As mentioned, some HDAC inhibitors may also block deacetylation of other proteins. HDAC inhibitors have been reported to cause electrocardiogram (ECG) changes, including prolongation of the corrected QT (QTc) interval, and/or to cause cardiac ischemia in some studies. (See "Cardiotoxicity of cancer chemotherapy agents other than anthracyclines, HER2-targeted agents, and fluoropyrimidines", section on 'Histone deacetylase inhibitors'.)

SUMMARY

●Terminology and mechanisms – Epigenetic modifications involve changes (typically, addition or removal of a methyl group or other side group) to DNA or histones that alter gene expression without changing the primary DNA sequence (figure 1). DNA can be methylated on cytosine bases. Histones can undergo several modifications including methylation, acetylation, ubiquitylation, phosphorylation, and others. These changes are passed down from one cell to another (ie, they are heritable) and can be altered in response to developmental cues or environmental exposures. Examples of normal processes influenced by epigenetic changes include X-chromosome inactivation, normal cellular differentiation, and physiologic adaptations to environmental changes. (See 'Terminology and basic concepts' above and 'Overview of regulation' above.)

●Clinical implications

•Development – Prader-Willi and Angelman syndromes are a classic example of disorders affected by parentally imprinted genes (ie, genes that are silenced by methylation patterns that depend on the sex of the parent of origin). (See 'Developmental disorders' above.)
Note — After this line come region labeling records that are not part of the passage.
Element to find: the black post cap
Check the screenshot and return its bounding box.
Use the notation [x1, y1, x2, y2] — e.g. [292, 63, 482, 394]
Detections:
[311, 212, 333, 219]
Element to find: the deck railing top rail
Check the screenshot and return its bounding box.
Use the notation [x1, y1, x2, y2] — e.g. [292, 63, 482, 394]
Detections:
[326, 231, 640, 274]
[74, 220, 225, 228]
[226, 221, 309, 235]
•Environmental exposures – Epigenetic changes in response to certain environmental exposures can be associated with adverse health conditions, although a causative role is challenging to establish, and much of the evidence comes from animal studies. Some of the best-characterized associations are with maternal caloric restriction (starvation) or caloric excess (eg, in diabetes) during gestation and obesity in offspring. Other examples include ingestion of endocrine-disrupting agents (eg, in pesticides, plastics, and flame retardants) with reproductive health and certain hormone-dependent cancers, inhalation of smoke and air pollutants with respiratory illnesses, and possible effects of stressful experiences. (See 'Environmental effects on health' above.)

•Cancer – Epigenetic changes in cancer cells or premalignant cells can promote stem cell or progenitor cell-like properties including immaturity, resistance to cell death, and high replicative potential. The epigenetic changes can include global hypomethylation and/or gene-specific promoter hypermethylation, as well as changes in histone methylation and acetylation. Several hematologic malignancies and solid tumors have been demonstrated to show epigenetic changes and/or mutation of genes that regulate epigenetic modifications. (See 'Cancer' above.)

•Therapeutics – Drugs that inhibit DNA methyltransferases or histone deacetylases (DNMT inhibitors and HDAC inhibitors, respectively) are used clinically in certain cancers. These drugs are also under investigation for treating hemoglobinopathies (eg, sickle cell disease, beta thalassemia major) because they appear to shift gene expression from beta to gamma globin and in turn increase production of fetal hemoglobin (HbF), which lacks the mutation. Use of these drugs for other disorders is under study. Adverse effects are numerous, but the drugs are generally well tolerated. (See 'Therapeutic uses' above.)